Labor has seen it illustrated in the handling of the
railroads. The government had lost enormous quantities of money in their
operation. We are not prepared to say whose fault it is, but we know that the
fact remains that the roads would not pay expenses in the face of higher
passenger and freight rates. The laboring man very naturally feels that if the
roads are returned to their owners that they cannot stand the drain and they
are right, but this is no reason why the roads should be operated at a loss and
the public be made to pay for it.
We grant that every man is entitled to a living wage, and
should have it, but there should be just as much co-operation on the part of the
workingmen to make the job pay his employer a profit, that the employer shall
receive a profit with which to run the business and pay his wage.

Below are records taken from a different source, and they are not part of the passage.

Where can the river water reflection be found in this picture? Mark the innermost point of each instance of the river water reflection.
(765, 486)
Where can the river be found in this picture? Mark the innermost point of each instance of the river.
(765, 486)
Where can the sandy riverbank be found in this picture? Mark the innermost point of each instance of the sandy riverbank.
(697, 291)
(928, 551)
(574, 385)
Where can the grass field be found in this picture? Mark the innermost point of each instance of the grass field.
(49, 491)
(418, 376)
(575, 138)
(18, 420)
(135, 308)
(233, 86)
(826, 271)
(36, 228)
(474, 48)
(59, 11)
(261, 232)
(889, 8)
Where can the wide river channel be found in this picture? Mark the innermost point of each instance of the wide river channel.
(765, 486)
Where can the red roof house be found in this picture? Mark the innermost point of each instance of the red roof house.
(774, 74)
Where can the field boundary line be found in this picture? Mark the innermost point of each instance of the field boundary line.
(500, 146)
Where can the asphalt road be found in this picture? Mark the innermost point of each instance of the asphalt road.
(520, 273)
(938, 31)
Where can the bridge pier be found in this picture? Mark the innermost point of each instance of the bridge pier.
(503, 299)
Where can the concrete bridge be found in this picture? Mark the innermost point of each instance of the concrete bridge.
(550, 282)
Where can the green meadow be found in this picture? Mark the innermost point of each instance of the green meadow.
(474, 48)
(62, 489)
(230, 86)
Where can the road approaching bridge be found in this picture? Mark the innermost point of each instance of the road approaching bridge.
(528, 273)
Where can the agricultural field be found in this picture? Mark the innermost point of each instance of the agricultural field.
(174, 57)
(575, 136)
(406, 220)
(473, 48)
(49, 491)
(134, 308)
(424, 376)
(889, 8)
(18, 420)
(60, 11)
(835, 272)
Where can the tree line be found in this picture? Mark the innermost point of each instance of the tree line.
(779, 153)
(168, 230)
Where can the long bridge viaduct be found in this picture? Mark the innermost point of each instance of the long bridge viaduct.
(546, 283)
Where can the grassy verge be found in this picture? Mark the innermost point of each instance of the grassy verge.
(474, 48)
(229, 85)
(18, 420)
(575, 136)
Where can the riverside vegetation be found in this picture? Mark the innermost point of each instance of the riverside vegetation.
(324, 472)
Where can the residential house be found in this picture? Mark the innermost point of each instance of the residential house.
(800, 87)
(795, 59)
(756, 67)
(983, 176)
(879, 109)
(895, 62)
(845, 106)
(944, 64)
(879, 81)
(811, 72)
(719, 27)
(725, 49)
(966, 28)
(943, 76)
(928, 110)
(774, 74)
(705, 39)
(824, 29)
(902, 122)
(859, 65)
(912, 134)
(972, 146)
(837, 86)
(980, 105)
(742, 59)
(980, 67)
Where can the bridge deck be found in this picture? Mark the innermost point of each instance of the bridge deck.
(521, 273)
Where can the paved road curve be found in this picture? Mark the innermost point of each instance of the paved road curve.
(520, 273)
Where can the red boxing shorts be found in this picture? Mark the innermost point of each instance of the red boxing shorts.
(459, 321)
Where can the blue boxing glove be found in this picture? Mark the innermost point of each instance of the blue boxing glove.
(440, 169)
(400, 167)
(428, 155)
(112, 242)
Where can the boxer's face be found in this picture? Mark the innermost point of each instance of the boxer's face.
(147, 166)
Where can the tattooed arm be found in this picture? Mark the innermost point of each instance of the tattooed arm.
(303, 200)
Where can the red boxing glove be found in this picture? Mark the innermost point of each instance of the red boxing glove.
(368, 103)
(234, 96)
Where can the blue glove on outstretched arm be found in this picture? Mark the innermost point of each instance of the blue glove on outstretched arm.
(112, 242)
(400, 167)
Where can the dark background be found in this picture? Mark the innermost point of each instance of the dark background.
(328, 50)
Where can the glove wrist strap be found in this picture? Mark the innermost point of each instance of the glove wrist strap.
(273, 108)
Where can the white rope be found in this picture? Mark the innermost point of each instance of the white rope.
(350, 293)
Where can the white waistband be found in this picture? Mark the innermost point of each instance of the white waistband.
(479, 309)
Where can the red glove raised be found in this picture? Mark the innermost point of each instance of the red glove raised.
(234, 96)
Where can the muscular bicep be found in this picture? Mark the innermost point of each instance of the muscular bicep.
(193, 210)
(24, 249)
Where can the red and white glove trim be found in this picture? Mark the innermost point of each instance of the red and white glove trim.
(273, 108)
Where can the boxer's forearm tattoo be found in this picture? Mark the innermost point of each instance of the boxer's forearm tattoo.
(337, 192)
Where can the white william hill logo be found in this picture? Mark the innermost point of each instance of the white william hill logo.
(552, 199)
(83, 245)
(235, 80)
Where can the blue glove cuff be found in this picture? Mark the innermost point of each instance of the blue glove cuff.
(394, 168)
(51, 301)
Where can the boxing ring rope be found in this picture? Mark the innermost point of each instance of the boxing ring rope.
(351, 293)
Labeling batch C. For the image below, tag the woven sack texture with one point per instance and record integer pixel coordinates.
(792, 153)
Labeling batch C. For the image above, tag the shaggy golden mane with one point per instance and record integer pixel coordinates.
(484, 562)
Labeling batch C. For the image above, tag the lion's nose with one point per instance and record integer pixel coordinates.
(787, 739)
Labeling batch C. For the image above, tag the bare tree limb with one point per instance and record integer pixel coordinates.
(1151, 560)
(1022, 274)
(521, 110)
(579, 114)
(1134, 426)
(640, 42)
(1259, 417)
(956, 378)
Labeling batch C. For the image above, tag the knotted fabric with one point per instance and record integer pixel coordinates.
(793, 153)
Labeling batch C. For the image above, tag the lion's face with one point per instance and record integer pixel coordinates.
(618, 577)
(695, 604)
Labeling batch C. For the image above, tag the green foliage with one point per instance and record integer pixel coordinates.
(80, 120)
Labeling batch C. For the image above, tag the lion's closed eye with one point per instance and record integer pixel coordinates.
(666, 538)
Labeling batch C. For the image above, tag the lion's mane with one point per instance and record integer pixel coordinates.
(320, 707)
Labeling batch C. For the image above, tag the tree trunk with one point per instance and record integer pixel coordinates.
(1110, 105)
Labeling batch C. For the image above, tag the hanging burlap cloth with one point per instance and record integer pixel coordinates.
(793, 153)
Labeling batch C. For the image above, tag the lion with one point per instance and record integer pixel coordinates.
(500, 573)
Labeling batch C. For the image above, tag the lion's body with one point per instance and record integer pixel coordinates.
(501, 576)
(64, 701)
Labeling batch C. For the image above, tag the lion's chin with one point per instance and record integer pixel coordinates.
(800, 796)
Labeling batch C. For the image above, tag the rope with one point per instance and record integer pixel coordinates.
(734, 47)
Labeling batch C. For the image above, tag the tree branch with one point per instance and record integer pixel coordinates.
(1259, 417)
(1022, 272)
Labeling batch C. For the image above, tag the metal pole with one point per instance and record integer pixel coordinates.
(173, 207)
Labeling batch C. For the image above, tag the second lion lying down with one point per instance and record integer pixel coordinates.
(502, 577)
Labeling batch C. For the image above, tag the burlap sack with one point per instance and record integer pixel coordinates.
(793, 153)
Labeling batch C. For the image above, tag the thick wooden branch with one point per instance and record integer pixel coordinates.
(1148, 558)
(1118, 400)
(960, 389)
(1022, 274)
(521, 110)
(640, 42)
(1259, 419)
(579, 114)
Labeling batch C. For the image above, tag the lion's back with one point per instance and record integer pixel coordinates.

It is alleged that the unions insist that only so many cars
shall be pulled on a train, and that full crews shall be carried, but what if
there is not sufficient business on the train to pay expenses, when if the crew
were cut down to just sufficient to handle the train, and just as much load
were put on the engine as it can pull, that would increase the earning
capacity.
One of the labor leaders stated in his evidence before the
committee that the workingmen intended to organize the steel trust. Well suppose
they do, and say how much shall be produced in a given length of time by
curtailing the number of hours, and placing a larger force than necessary to
yield a certain amount of work. Can they make it pay without changing the
entire economic system of the world?
But what is the man and the business going to do who has not
guaranteed fixed price. Will he not suffer? Will such a procedure be fair to
him?
The fates seem to be after Mr. Consumer, and unless the
government looks after him it would appear that he is about to get the worst of
it. About the time the government started its campaign against the high cost of
living 33,000 men in the stock yards struck for higher wages. This with the
strike of the railroad men, makes things look blue for the country, although
the master hand of Mr. Wilson is helping out with government food and work
against the ever busy profiteer.
But for this food the government, which is thrown on the
markets for the purpose of helping to break the high cost of living in the face
of embargo, the condition of the poor, especially in the large cities, would
have been pitiable indeed. But America is a country of vast resources and
wonderful productive capacity. Let us not attempt however to cut down our
productive capacity too greatly by a reduction of hours, for if we do with
continued increase in population we shall find that the consumption will
increase while the production will decrease, and the price of living will be
ever on the rise.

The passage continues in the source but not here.